The first week of February, I needed to complete 3 days of incident command level 3 training.  I was sent across town to an off-site location, and I was the only person in my department participating in that round of training.  The first day of training we were hit by a blizzard, so I left an hour early.  There was already a foot of snow on the ground.  I normally don’t see many cars, but on that morning I counted the number of cars I saw on the road on one hand, and 3 of those cars were in the ditch with either a trooper or two truck along side of them.  I questioned my sanity, and I wondered as I got close to the city if the training had been canceled.  No one had contacted me, and since it was a 3-day event, I doubted that it could be rescheduled.  Besides, it would be attended by a broad group of first-responders: troopers, police, sheriffs, firemen, paramedics, EMTs, DOT workers – all folks who were not likely to stay home because of bad weather.

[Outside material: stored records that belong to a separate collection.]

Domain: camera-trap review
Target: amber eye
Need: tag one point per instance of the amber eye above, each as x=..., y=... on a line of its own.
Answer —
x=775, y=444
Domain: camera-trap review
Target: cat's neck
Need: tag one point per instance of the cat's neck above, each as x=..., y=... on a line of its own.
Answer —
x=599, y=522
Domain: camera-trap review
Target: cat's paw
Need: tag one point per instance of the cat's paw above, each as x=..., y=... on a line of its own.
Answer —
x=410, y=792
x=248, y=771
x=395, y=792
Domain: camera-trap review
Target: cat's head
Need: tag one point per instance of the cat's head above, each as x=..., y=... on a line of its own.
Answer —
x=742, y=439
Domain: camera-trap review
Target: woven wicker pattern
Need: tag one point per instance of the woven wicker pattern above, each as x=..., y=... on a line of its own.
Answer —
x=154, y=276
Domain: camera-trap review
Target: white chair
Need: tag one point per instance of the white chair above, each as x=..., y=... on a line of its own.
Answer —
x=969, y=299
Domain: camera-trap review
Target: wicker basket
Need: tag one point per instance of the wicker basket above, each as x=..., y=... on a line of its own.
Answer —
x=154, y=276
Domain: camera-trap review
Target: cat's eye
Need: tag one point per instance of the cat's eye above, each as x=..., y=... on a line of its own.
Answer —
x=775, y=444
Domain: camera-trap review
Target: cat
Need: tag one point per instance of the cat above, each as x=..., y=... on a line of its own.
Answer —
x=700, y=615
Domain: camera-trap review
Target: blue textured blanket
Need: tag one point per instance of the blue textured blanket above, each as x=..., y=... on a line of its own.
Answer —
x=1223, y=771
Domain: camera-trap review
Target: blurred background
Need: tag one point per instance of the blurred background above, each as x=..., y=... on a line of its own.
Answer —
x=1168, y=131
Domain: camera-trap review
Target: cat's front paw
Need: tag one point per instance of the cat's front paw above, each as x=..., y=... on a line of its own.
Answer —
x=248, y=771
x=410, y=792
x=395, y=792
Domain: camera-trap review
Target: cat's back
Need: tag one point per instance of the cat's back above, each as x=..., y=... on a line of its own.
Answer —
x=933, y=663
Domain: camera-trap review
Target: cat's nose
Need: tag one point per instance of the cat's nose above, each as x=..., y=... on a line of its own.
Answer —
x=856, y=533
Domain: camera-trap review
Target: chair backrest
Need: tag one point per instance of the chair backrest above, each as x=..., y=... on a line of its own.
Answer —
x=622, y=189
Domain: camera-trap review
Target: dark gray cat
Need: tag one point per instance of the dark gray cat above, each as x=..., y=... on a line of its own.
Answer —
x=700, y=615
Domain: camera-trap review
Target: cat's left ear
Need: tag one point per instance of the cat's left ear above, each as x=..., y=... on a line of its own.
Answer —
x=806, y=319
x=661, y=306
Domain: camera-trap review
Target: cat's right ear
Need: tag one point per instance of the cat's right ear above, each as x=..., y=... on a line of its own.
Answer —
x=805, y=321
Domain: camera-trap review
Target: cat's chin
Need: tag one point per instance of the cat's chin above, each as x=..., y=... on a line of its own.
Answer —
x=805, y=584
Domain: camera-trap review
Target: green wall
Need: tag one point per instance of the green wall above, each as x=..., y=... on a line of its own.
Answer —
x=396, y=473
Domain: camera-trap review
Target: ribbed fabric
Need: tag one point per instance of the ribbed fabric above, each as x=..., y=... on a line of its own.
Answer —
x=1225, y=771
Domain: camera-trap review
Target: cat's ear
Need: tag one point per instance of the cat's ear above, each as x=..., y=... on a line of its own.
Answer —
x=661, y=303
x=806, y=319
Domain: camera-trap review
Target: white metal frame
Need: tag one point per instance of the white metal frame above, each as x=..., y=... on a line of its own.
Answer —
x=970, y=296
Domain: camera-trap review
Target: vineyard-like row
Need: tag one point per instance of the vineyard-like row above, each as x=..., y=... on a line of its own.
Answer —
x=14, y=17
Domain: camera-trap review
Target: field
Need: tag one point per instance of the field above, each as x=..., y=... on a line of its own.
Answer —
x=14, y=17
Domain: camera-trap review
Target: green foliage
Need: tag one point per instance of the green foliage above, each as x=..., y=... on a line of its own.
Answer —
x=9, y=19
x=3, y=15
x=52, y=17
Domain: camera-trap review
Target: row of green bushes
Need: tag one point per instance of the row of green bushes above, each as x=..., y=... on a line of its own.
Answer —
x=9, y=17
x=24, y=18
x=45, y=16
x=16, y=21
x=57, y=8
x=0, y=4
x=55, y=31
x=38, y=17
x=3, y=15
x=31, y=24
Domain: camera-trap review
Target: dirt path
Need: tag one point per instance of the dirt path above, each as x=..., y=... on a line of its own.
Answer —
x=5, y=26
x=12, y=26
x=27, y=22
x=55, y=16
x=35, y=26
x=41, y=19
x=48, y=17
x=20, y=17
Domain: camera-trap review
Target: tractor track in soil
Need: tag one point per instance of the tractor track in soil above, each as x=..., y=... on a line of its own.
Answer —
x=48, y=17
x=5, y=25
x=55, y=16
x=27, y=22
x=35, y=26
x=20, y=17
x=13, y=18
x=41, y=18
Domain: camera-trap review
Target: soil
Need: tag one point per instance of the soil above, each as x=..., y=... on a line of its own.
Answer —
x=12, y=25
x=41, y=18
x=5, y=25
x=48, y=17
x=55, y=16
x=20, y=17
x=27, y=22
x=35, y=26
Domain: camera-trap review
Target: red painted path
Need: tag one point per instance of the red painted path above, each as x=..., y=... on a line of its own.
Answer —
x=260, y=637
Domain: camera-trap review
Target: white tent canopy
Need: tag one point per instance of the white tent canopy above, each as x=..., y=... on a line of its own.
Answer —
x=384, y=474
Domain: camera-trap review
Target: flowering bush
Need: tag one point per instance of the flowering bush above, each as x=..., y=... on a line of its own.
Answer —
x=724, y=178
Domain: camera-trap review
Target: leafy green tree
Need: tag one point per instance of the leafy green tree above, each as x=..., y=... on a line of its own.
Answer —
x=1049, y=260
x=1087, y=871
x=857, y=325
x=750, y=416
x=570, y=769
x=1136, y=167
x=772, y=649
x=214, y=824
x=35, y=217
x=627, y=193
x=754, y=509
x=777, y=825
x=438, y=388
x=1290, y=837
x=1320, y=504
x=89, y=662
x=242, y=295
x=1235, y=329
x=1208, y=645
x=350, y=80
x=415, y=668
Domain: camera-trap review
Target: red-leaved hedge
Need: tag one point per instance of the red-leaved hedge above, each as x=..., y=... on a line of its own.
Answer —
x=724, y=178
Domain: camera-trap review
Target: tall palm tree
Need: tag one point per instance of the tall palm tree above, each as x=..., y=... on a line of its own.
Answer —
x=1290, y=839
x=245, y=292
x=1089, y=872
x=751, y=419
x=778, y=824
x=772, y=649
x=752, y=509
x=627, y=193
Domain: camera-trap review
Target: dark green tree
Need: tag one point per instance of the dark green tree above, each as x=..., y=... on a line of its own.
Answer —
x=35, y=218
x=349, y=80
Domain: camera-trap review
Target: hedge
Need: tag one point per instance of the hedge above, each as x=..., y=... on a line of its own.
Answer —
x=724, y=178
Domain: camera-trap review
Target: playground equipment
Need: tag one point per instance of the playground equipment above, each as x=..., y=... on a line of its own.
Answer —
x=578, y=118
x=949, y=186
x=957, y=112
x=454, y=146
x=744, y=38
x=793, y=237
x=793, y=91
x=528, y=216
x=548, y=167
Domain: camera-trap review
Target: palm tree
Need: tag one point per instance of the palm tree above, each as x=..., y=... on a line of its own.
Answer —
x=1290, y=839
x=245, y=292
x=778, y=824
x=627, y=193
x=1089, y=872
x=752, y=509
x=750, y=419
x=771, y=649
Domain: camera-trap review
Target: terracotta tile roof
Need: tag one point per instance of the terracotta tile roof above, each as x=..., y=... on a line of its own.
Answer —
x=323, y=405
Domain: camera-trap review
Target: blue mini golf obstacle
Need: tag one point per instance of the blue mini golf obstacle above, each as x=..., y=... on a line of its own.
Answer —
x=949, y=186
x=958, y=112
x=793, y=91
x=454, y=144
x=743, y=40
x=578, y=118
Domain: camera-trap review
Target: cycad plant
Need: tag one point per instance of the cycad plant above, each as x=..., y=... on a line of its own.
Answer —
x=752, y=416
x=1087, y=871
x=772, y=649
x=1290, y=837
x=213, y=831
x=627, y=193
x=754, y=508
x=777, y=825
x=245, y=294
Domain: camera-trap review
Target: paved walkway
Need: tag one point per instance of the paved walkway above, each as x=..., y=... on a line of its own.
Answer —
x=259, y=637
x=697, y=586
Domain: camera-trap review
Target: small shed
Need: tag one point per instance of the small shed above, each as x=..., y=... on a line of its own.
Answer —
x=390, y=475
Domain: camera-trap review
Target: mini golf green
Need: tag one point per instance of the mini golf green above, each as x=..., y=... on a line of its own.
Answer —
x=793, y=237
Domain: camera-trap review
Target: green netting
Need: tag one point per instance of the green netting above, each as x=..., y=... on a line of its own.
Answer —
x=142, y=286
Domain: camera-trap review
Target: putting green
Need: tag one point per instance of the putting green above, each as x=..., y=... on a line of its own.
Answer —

Finally,  3 hours later, I arrived at my destination. The parking lot was already full of cars that had been parked there long enough to accumulate another 4″ of snow on them.  I slipped into the back of the room and took a seat.  I was an hour late, but by this time we had accumulated 18″ of snow, and I felt like I deserved a medal for getting there.  After the next segment was finished, one of the retired policemen who was leading the class walked up to me and asked, “Are you aware that this class starts at 8:00, young lady?”  It took me a moment to realize that he was serious.  I told him, yes, I was aware of what time the class started, but that I had come from a long distance, and I wouldn’t be late again.

At the end of the day, I scraped another half foot of snow off the car and headed home. There was more traffic now on the highway, and unfortunately the painted lines were not visible through the snow.  Each driver seemed to be deciding where he wanted his lane to be, and at one point I could have reached out and touched the two cars I was sandwiched between.  I questioned my sanity again.  I thought about the policeman who scolded me, and i smiled.  It took and extra hour and a half to get home.

As crazy as it may seem, I don’t mind the drive.  Where I live, people routinely try to commute through suburbia into large urban centers on roads that weren’t constructed to be major thoroughfares.  Some of those folks spend as much time in the car as I do and drive less than half the distance in stop-and-go traffic.  I live in a rural area, and my commute is mostly rural.  I like to point out that I only see one traffic light in those 84 miles until I get very close to where I work, and there’s hardly any traffic.  Best of all, I have the pleasure of driving through some of the most beautiful areas of the northeast.

One Monday morning in March, I got an early start to work.  I was smiling thinking about how blessed I was and enjoying the ride.  Daylight Savings Time had started, and I was no longer driving in the dark.  That day it wasn’t snowing, and although it was still below freezing, the sun was shining.  I was thinking how lucky I was that no one commutes in the same direction as me.  I have time to pray the Rosary on the way to work, and the Chaplet of Divine Mercy on my ride home.  The old Volvo was much better on gas than I had anticipated.  And I was going to be early for work……After I had driven about 30 miles, I realized that I had left my laptop at home.  I sighed and turned around.